One of Nevada’s leading law firms not only enabled a criminal conspiracy but also participated in it, according to District Judge Mark Denton.

Kummer Kaempfer Bonner Renshaw and Ferrario was so negligent it enabled contractor Leon Benzer to cheat a homeowners association out of $8 million.

On Tuesday, Denton ordered the law firm now known as Kaempfer Crowell to pay $3.1 million to the Vistana Condominium Owners Association. The judgment is nearly $2.4 million; the rest is interest.

“The judgment could exceed $4 million after costs and attorneys’ fees are added,” said Vistana attorney Richard Haskin, although that’s up to the judge.

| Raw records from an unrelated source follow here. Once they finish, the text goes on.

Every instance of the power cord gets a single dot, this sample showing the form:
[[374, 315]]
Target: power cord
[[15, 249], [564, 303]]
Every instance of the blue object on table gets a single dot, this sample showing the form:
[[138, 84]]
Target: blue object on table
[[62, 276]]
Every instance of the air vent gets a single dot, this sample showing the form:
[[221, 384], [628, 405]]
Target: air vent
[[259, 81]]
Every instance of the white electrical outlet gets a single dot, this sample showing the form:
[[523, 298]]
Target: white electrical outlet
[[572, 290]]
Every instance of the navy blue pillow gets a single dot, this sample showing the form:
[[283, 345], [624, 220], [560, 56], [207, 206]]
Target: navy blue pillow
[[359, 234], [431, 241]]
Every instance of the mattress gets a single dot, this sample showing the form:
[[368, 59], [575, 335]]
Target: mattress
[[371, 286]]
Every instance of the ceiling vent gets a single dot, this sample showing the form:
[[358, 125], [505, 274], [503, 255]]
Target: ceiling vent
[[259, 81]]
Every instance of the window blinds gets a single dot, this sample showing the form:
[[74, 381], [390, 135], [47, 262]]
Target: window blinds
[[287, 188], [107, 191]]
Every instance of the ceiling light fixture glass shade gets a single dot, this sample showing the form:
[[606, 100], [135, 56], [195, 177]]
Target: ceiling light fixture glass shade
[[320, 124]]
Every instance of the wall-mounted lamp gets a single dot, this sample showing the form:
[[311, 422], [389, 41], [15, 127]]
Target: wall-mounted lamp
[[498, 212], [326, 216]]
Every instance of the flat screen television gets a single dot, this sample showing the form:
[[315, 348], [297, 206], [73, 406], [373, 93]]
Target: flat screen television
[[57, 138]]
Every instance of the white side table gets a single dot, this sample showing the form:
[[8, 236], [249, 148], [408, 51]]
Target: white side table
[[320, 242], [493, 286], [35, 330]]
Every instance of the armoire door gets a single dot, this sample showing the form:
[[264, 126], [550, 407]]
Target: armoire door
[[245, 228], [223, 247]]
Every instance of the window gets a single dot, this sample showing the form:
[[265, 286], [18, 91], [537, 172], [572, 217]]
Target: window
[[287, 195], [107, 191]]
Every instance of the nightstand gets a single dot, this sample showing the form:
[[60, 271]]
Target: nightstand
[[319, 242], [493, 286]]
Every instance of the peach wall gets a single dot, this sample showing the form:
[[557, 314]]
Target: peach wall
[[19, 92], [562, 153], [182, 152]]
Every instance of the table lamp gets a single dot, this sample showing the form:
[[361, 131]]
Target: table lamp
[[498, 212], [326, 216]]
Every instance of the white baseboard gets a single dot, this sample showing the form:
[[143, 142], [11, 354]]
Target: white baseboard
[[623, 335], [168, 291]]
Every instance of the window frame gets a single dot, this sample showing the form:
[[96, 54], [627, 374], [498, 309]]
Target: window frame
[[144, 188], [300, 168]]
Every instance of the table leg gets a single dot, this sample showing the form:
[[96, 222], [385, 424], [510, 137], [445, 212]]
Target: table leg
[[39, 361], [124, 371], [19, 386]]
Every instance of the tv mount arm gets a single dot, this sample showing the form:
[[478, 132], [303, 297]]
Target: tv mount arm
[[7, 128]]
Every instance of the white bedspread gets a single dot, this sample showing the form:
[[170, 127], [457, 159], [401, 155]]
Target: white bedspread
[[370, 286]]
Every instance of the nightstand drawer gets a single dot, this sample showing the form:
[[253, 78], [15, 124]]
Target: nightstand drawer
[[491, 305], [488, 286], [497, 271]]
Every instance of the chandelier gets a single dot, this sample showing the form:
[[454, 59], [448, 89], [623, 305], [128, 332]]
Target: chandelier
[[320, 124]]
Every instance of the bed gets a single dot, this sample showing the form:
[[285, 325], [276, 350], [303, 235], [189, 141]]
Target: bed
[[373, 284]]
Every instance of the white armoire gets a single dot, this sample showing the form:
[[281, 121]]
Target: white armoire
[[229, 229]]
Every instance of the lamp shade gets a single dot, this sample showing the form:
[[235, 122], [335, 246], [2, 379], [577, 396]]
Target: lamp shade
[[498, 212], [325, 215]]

Denton’s findings of negligence and breach of duty against Kummer Kaempfer were plentiful and brutal.

Among the worst:

■ A young attorney named Brian Jones wasn’t supervised and allowed ballot stuffing in a HOA election.

■ The FBI told the law firm it was investigating Jones in connection with election irregularities, but no one at the firm informed Vistana.

■ The law firm represented both sides in suspicious HOA elections, a clear conflict of interest.

This civil case is part of massive litigation that started in 2008 involving Benzer, then-owner of Silver Lining Construction. A separate federal criminal investigation found Benzer, now serving time, and other schemers packed the Vistana board and other HOA boards with conspirators through rigged elections, then had those conspirators vote to initiate construction defect lawsuits against builders. The legal work and repairs were farmed out to Benzer and his buddies.

Vistana board members were suspicious, so a decision was made to hire a supposedly independent law firm to oversee elections.

One of Kummer Kaempfer’s partners, Bob Gronauer, was a friend of Benzer’s, and his firm was chosen in 2006.

“Had KKBRF properly performed its function as a neutral third party for the 2006 and 2007 elections, the pilfering of the $8 million to be used by Vistana to repair the construction defects would likely have been avoided,” Denton wrote.

Gronauer testified he didn’t know anything about HOA elections or laws, so he assigned Jones to oversee the elections.

Jones had just been admitted to the Nevada bar. He had one job: Protect the ballots.

But he testified that he thought Benzer, his fixer Ralph Priola and Vistana were one and the same. So he let Priola have access to the ballot boxes in the law firm’s office.

Priola rigged the elections. Benzer profited.

What’s missing from the opinion? The names of the attorneys who were told Jones was being investigated by the FBI yet didn’t inform Vistana. That’s bad lawyering.

The law firm tried to blame Jones, but Denton rejected that defense, deciding the firm was liable for Jones’ actions and had been negligent and breached its duty to Vistana.

Mark Ferrario now works for Greenberg Traurig but represented his former law firm during the trial. He does not think the case will have any impact on the reputation of the new firm, because the people involved no longer work there.

Haskin disagreed, noting that Gronauer is now the managing partner in the new firm and was criticized by the judge for failing to supervise Jones.

“This is a highly unusual case in the way a major law firm got tied up in a criminal enterprise,” Haskin said.

Not exactly a reputation enhancer, in my mind.